Don't visit the Wikipedia page
But, I encourage you not to visit that Wikipedia page, and save yourself from learning another thing about Brinkley for the film. Not knowing too much about the man is a boon to watching Nuts, because Lane isn’t interested in biography, per se; with the beats of Brinkley’s 56 years on Earth, she creates a modern folk hero, a blend of fact and fiction who speaks to a greater truth.
What won’t spoil the film is my spewing praise for Lane’s craft. Documentary has become increasingly popular thanks to streaming video and audio podcasts, with true crime becoming a phenomenon unto its own. But in this moment, documentary at large feels both too precious and serious. Established "humor" documentarians like Michael Moore and Morgan Spurlock haven’t directed great films in over a decade, getting lost in politics and producer titles. When Werner Herzog is the funniest successful documentarian of the moment, it’s safe to say we have a problem. Lane is the answer to a question more people should be asking: who’s the great documentarian of this generation?

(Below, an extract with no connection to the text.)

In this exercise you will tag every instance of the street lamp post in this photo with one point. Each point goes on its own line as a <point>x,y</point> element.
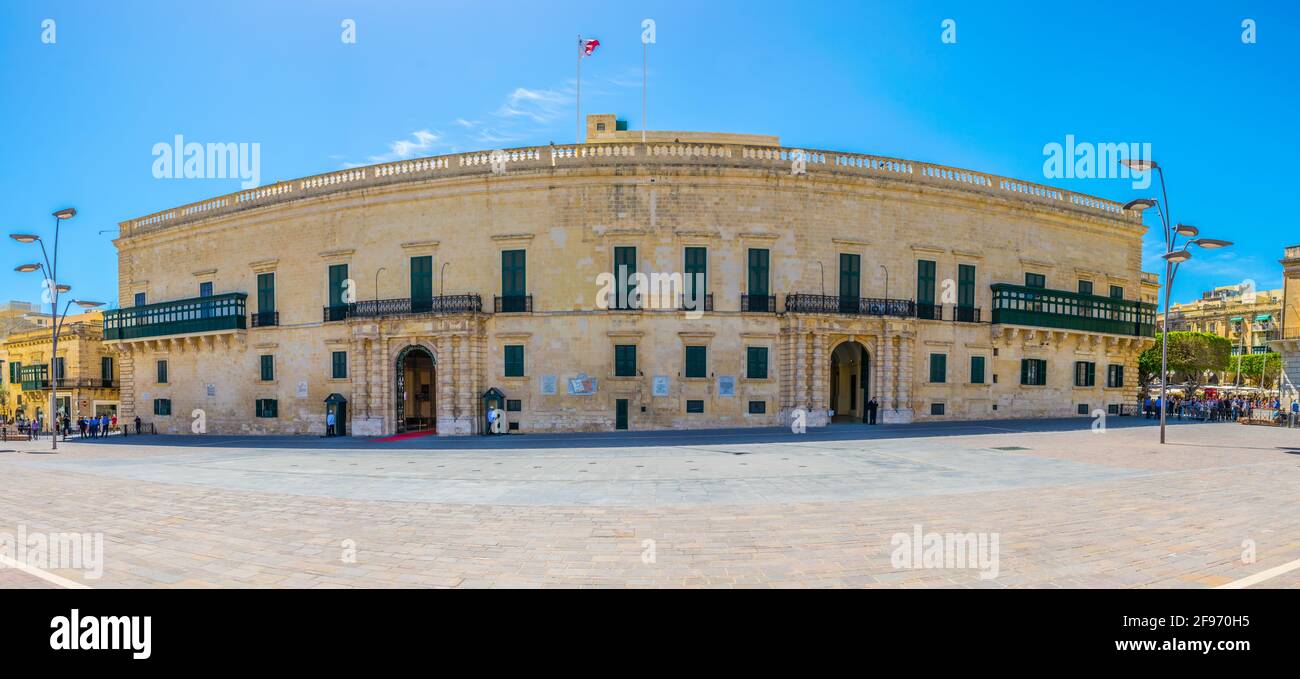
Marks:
<point>1173,256</point>
<point>52,289</point>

With both Our Nixon and Nuts, Lane investigates the past, but her tools of exploration and analysis are wholly modern. Her works are remixes of the truth and what we believe the truth to be; like getting news in real time from your Twitter stream. In Nuts, live interviews mingle with an overarching cartoon, giving it a larger than life feel. The dialogue and voice acting are as dry as a Mike Judge cartoon, and the animation, drawn by nine different artists, is varied and eclectic, like its own little animated short film collection built around one man’s grand adventure.

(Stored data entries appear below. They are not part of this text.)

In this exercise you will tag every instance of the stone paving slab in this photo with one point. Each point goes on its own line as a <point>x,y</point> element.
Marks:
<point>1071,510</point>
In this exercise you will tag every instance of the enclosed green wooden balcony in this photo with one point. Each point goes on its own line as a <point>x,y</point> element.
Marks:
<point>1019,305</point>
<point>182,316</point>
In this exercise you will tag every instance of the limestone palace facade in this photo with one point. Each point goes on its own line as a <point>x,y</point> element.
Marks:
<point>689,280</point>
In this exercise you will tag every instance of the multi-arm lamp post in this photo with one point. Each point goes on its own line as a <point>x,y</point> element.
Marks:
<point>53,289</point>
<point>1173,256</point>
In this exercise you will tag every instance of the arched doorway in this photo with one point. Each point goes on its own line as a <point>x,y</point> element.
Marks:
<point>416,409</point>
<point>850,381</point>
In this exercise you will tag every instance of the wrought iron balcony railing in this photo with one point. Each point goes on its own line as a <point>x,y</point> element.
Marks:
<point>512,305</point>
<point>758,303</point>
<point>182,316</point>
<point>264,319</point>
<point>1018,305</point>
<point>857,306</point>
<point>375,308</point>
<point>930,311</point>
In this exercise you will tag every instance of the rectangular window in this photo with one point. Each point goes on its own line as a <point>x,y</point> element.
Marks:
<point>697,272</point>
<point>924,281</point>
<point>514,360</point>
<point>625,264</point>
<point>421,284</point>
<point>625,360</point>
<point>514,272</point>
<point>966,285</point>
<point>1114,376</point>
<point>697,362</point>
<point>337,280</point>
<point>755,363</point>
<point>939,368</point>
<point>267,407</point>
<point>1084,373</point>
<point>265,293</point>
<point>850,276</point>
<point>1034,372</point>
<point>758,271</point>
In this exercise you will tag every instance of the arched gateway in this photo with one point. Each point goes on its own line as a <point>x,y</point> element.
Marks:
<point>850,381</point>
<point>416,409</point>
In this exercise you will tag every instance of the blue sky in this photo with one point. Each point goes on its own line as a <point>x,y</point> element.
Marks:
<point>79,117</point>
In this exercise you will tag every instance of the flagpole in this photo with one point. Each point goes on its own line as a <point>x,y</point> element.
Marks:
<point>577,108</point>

You can imagine the doc being broken into a dozen videos on a YouTube playlist, its individual parts stand so sturdy on their own. I suspect the film wouldn’t lose a thing in the process, except breaking the film into bite-sized bits would be frivolous. Once you start watching Nuts, you won’t want to stop. Like a great true crime story, it is impossible to look away from. Ironically, Nuts also ends with a big trial. But a verdict can’t put a bow on John Romulus Brinkley or his film, both of which are too big to be contained by the truth.